Opening Remarks for the 2018 Sporting Chance Forum

Remarks delivered on 12-12-2018 at UNESCO, Paris.

Ladies and Gentlemen,

I am delighted to be here today for this important event to represent the OECD, which is part of the Advisory Council of the Centre for Sport and Human Rights and is committed to its success.

Sport teaches millions of people about values such as fair play, team spirit, respect for others, but also the importance of playing by the rules and of having a level playing field.

Sport has the potential to elevate us, but many recent examples show that some aspects of sport can have adverse effects, notably on human rights. I am thinking of corruption associated with sporting events. I am thinking of violations of human rights against workers and communities affected by sports-related infrastructure projects.

I am thinking of the recently uncovered abuses suffered by athletes, just to name a few.

These risks are exacerbated by the fact that sport is now a booming industry which by some estimates generates more than 145 billion dollars in annual revenue.[1] In particular, mega-sporting events involve high levels of public expenditure, large-scale investment from sponsors, together with high-value media contracts. This creates a high stakes, high risk environment for sports organisations, whose operations are often subject to little external oversight.

This shows that respect for human rights in the sporting context is a crucial and multifaceted challenge for governments, companies and sport organisations. It must be addressed from different angles, and this is what the OECD is trying to achieve. Let me give you three examples of OECD initiatives which seek to address sport-related human rights impacts.

First: on the anti-corruption front, the OECD, together with other international organisations, sports organisations, governments and stakeholders, has established in 2017 the International Partnership against Corruption in Sport. IPACS works towards better policies which can help pre-empt a number of challenges in those areas where the risk of corruption is particularly high.

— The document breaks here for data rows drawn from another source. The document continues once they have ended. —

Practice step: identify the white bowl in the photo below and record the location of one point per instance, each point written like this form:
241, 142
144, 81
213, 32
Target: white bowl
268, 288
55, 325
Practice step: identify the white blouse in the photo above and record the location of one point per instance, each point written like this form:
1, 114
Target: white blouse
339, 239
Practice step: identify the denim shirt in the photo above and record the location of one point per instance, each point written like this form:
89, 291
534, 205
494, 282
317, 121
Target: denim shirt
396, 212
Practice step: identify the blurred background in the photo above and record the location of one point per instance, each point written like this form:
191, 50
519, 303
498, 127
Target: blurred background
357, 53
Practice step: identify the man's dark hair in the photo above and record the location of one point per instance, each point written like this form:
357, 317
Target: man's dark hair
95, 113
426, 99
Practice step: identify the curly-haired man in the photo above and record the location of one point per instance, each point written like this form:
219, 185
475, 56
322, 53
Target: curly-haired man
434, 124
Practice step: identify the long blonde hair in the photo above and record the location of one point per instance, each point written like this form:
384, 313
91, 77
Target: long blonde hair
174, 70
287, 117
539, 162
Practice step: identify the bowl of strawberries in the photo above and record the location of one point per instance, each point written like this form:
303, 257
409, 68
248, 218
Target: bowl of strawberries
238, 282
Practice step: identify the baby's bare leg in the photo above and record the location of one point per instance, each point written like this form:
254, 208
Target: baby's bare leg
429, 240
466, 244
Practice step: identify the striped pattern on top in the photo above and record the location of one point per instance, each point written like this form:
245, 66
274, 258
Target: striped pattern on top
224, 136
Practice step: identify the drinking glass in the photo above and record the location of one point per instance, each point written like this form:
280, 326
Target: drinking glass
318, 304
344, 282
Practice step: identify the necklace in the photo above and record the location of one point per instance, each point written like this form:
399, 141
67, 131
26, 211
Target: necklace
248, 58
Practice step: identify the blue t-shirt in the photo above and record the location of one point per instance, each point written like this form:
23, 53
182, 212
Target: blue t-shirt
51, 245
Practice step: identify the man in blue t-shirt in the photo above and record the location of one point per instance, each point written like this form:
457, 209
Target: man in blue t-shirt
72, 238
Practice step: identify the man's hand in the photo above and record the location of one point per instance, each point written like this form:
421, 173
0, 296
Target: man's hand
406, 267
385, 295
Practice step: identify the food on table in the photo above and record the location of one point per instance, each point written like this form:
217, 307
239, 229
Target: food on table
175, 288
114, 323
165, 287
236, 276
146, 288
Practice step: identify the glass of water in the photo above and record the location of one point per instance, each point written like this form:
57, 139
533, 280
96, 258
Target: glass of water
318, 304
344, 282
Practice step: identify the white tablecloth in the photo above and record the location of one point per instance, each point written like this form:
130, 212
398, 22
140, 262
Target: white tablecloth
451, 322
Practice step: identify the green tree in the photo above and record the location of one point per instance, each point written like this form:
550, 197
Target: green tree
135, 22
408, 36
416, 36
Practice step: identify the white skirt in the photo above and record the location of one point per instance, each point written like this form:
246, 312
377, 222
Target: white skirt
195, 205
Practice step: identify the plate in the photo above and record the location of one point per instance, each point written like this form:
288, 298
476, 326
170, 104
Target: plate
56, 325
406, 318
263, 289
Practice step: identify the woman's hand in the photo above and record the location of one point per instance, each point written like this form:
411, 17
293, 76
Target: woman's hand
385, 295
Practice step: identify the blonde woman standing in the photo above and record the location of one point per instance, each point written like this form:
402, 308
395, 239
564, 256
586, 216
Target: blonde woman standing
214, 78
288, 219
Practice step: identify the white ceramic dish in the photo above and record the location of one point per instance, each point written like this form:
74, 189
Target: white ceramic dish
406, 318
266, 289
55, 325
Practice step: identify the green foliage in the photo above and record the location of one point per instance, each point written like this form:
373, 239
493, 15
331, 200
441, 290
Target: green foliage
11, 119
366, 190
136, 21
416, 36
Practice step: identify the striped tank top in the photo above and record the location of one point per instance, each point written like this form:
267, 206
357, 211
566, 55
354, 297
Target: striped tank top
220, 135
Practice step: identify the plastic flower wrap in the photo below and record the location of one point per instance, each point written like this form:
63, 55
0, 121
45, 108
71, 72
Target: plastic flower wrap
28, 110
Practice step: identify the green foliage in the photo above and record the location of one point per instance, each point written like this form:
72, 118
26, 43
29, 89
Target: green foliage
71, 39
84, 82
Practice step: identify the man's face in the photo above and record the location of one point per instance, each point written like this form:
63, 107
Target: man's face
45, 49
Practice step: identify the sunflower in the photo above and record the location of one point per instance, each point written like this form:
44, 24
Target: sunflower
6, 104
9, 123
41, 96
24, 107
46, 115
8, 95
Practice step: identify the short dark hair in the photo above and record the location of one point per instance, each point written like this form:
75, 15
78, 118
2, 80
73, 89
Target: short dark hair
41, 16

Last week in London, IPACS held a high-level meeting where more than 100 Ministers, international sports organisations and experts reaffirmed their commitment to tackling corruption in sport, focusing on three specific areas where sport is particularly prone to corruption risk: public procurement for sport related infrastructure; managing conflict of interest in the selection of major sporting events; and strengthening the application of global governance standards to the world of sport.

These commitments were further strengthened by G20 countries’ recognition of IPACS in the new 2019-2021 G20 Anti-Corruption Action Plan adopted by Leaders in Buenos Aires. Tomorrow morning, the OECD Director for Legal Affairs, Nicola Bonucci, will discuss in more detail the achievements and future plans of this important multi-stakeholder initiative.

Second, on the remedy front, the OECD coordinates a network of non-judicial grievance mechanisms: the National Contact Points for Responsible Business Conduct. The NCPs are national bodies in charge of implementing the OECD Standard for Responsible Business Conduct, the well-known OECD Guidelines for Multinational Enterprises. In that capacity, NCPs can receive cases against companies having allegedly breached the Guidelines.

NCPs provide a platform of dialogue to reach a solution for the issues raised.

As I said, in many instances, sport is a business, and NCPs have provided remedy in sport-related cases. To give just one example, in 2017 the Swiss NCP helped FIFA and the global union federation Building and Wood Workers International reach an agreement regarding the labour rights of workers employed on World Cup stadium construction sites in Qatar.

Third: on the local development front, in May this year the OECD Council, our highest political body, adopted the OECD Recommendation on Global Events and Local Development. This Recommendation applies to sporting events and sets the framework conditions to ensure that such events deliver on the promises they hold for host cities and nations.

It contains concrete guidance for Governments regarding planning, delivery, evaluation, governance and partnerships with other actors.

The Recommendation promotes the respect of human and labour rights throughout the event lifecycle to ensure community benefit and the creation of quality jobs. The OECD has also developed a forward-looking Implementation Strategy to help cities and countries achieve more sustainable global events and build stronger capacities to leverage local benefits for all.

These three examples show the incredible complexity of tackling all possible human rights issues linked to the world of sport, and how this is necessary to ensure the value and benefits of sport to communities and the economy. They also show that international organisations, governments, and private actors can come up with solutions for better respect for human rights through creative multilateral initiatives.

Thank you

[1] Global Corruption Report: Sport, Transparency International, Feb 2016. Changing the Game: Outlook for the Global Sports Market to 2015, PricewaterhouseCoopers.